British Prime Minister Gordon Brown and his handpicked Foreign Secretary David Miliband, who tried to prevent U.S. Air Force aircraft supplying Israel during the July 2006 mini-war against Hezbollah, would certainly not play host to such a facility. And even the very first proposed such base in Poland may now never be built because the new Polish government headed by Prime Minister Donald Tusk wants better relations with Russia and it is already sending warning signals to Washington about its reluctance to approve the base.
Finally, it should be noted that the single Polish base, as we have often remarked in these columns, could not begin to provide any remotely effective protection or counterweight to the Russian Strategic Rocket Forces. At most, it would hold only 10 Ground-based Mid-course Interceptors, GBIs. And they would be designed to protect the United States and Western Europe against the possible eventual launch of a single Iranian ICBM or IRBM with a nuclear warhead, not hundreds or thousands of Russian ones.
Nevertheless, the Komsomolskaya Pravda article took it for granted that if one ABM base was built in Poland, dozens more could very quickly follow. And the editorial also assumed that they would be aimed at Russia, not Iran.
"Russia's situation is deteriorating," the editorial warned. "It must act immediately to prove that it has the potential to restore the strategic balance in Europe. To do this, it should openly demonstrate the vulnerability of the ABM facilities, as China did on Jan. 11 (2007) when it launched a ground-based medium-range ballistic missile that destroyed its aging Feng Yun-1C weather satellite 535 miles above the Earth."
The punch line in the Komsomolskaya Pravda editorial came in its last paragraph where it warned, "Tests of systems capable of destroying radars and protected launchers must be carried out in a manner proving that the viability of ABM facilities is limited to peacetime and pre-war periods. Such systems supplied to the armed forces should be deployed in areas where they would be most effective."

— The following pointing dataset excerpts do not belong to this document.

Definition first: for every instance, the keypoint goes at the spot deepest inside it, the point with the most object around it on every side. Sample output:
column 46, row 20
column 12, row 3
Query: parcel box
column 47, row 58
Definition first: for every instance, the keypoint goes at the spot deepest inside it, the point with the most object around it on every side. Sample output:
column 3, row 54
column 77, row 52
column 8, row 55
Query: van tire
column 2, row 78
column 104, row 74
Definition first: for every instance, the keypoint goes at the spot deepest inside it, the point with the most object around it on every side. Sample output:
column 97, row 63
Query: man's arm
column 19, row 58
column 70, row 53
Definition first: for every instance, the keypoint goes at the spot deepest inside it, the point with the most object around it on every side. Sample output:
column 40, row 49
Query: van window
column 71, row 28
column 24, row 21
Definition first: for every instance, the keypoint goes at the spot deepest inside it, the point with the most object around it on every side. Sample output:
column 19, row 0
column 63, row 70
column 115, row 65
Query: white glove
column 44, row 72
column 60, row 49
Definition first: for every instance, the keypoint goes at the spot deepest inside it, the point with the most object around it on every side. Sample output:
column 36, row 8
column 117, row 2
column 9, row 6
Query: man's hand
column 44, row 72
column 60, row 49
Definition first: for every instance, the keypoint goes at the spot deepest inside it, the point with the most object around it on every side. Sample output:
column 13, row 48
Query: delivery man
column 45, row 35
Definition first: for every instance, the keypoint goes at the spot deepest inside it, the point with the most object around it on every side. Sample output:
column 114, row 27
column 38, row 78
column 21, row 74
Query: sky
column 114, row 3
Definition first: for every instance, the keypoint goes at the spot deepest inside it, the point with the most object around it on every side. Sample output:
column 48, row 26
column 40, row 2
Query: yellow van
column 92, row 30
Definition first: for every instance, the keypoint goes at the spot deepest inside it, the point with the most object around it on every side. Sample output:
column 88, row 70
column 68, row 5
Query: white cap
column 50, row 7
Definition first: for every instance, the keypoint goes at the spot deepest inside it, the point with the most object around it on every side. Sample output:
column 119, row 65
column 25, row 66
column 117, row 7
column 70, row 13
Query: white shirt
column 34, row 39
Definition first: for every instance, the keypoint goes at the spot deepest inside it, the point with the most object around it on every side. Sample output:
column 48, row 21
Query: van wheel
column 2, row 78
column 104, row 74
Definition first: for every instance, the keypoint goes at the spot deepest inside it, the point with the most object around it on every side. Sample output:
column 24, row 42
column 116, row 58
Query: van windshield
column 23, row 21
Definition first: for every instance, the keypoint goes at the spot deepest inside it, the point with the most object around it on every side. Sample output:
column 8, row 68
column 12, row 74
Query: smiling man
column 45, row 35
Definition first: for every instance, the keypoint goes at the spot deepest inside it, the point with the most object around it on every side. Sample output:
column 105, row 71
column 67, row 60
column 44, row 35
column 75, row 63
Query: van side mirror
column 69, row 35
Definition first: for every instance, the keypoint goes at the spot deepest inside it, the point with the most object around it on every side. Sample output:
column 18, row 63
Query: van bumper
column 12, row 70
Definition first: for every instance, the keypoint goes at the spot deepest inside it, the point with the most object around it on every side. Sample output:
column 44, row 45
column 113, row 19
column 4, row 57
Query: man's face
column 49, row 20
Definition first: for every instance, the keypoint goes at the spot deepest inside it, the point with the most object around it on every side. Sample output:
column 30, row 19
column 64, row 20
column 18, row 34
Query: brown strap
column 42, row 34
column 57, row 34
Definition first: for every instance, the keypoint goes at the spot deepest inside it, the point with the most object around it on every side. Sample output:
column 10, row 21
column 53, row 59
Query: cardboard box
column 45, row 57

Komsomolskaya Pravda is not an official platform of the Russian government, but especially on defense and international issues, its editorials usually reflect and exhibit an excellent understanding of Kremlin official thinking. And it is certainly the case, as we have monitored and warned in these columns, that over the past 15 months, senior Russian officials have often warned that if the Polish ABM base were built, they would move rapidly to deploy an overwhelming and therefore positively asymmetrical missile response of their own against it.
The statement at the end of the Komsomolskaya Pravda editorial is consistent with those earlier warnings. But it also goes further. The editorial's conclusion suggests that such programs may be implemented by the Kremlin very rapidly in the next few months even if, as now seems to be the case, the Polish ABM base is never built in the first place.